The California Court of Appeal, 6th District has now rendered its opinion as to the start date for calculating cost of living increases under the COLA.
That decision, in a decision ordered published, John Duncan vs. Workers Compensation Appeals Board and X.S., can be found here:
http://www.courtinfo.ca.gov/opinions/do … 034040.PDF
The 6th District opinion (which is likely to be appealed to the California Supreme Court) holds that cost of living adjustments are to be added to payments starting January 1, 2004 and every January 1 thereafter.
This is a big win for Marc Marcus of Sacramento, who briefed the case on behalf of the California Applicants Attorneys Association in a friend of the court brief. Marcus contended that the COLA calculation should start as of January 1, 2004, the start date of the first COLA.

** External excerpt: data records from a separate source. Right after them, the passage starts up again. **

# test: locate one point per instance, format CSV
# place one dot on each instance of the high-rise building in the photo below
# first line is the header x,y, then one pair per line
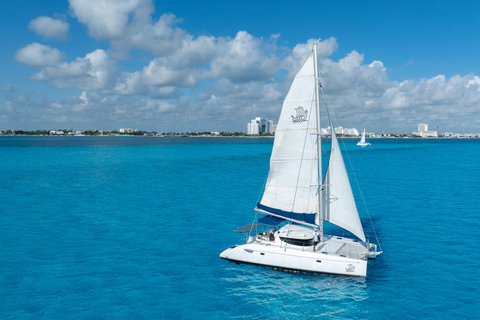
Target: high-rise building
x,y
423,131
260,125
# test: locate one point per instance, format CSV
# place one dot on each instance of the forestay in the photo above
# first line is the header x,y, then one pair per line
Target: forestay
x,y
341,208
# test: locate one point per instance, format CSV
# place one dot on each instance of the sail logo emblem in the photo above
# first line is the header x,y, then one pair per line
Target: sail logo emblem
x,y
350,268
302,115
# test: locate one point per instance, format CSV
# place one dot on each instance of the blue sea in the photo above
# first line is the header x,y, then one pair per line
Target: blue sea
x,y
132,228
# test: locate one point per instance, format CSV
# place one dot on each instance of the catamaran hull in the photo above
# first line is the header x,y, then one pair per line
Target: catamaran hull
x,y
295,260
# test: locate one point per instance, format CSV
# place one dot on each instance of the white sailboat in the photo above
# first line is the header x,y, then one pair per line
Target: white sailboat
x,y
298,199
362,140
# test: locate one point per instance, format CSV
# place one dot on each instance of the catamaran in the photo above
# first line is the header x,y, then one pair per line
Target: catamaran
x,y
297,199
362,140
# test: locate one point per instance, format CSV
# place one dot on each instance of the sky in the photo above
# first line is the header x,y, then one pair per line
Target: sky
x,y
183,66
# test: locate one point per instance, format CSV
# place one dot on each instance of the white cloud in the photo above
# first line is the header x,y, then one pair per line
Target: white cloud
x,y
6,87
50,28
213,83
107,19
38,55
95,71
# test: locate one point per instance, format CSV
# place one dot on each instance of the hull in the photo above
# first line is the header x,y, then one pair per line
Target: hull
x,y
292,258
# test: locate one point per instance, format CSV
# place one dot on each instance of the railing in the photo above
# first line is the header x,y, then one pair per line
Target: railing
x,y
353,254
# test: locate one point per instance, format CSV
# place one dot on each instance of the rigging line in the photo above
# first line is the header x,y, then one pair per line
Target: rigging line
x,y
353,171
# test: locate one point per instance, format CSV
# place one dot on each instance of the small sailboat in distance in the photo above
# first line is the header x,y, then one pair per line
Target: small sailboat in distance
x,y
287,233
362,141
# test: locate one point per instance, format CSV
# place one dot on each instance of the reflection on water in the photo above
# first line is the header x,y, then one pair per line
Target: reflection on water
x,y
274,294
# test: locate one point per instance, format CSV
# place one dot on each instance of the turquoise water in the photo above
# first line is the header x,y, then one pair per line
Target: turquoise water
x,y
131,228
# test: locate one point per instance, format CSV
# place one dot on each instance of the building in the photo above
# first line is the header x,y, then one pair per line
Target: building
x,y
340,131
424,133
260,125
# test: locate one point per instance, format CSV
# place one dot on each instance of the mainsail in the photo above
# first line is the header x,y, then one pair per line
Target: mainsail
x,y
292,186
341,209
292,181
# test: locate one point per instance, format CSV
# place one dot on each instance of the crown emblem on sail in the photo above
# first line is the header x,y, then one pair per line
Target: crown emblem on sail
x,y
302,115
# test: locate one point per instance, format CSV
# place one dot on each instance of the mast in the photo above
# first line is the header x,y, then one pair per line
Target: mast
x,y
319,218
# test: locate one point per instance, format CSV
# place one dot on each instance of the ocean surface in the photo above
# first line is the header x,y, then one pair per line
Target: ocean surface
x,y
132,228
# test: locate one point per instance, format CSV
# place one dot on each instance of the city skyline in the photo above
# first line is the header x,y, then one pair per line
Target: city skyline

Also arguing on behalf of the claimant was Art Johnson of San Jose, one of the most creative applicant attorneys in California.
The 6th District adopted this argument on a “plain meaning” interpretation. The court noted that:
“We presume that the Legislature could have written the statute to include the date of injury, or the permanent and stationary date, or the date when the life pension starts to commence the COLAS, but the legislature did not. rather, the legislature chose January 1. 2004 as the start date of the first COLA.”
The court rejected two other approaches:
-a COLA increase start date as of the date life pension or permanent total payments were actually due
-a COLA increase start date as of the date of the injury
This decision is already coming under attack from some defense attorneys. Frequent commentator Richard Jacobsmeyer of Oakland’s Shaw, Jacobsmeyer, Crain and Claffey sent an eblast titled “Appellate Court Provides Potential Windfall in Life and PTD Cases”.
Jacobsmeyer (who, along with San Francisco’s Jeff Greenberg, sat on an educational panel on COLA issues with me at a 2008 CAAA conference and co- authored an article on COLAs for the publication of the State Bar Workers Compensation section) argues that a better interpretation would be to make the COLA calculations run from the date of the injury. Jacobsmeyer reasons that such a calculation would reflect the policy of preventing erosion of PTD and life pension benefits by inflation. But Jacobsmeyer argues that backdating COLA calculations to 1/1/04 will result in a double dip COLA in permanent total cases. In his view the result could be that payments in permanent total cases will outstrip the employee’s earnings, due to the interaction of the COLA and SAWW (state average weekly wage) increases.
That will undoubtedly be the focus of attack by opponents of this decision.
Proponents of the decision will note that the legislature did not tinker with the decision in 2004, and the 6th District’s plain meaning reading of the statute is elegantly simple. They also will want to note that the statute applies to seriously injured workers.
The argument could be made that the California comp system needs to be reformed to take better care of the most substantially disabled workers. This decision trends in that direction.
If the California Supreme Court elects not to review this case, the issue may crop up in other Court of Appeal districts.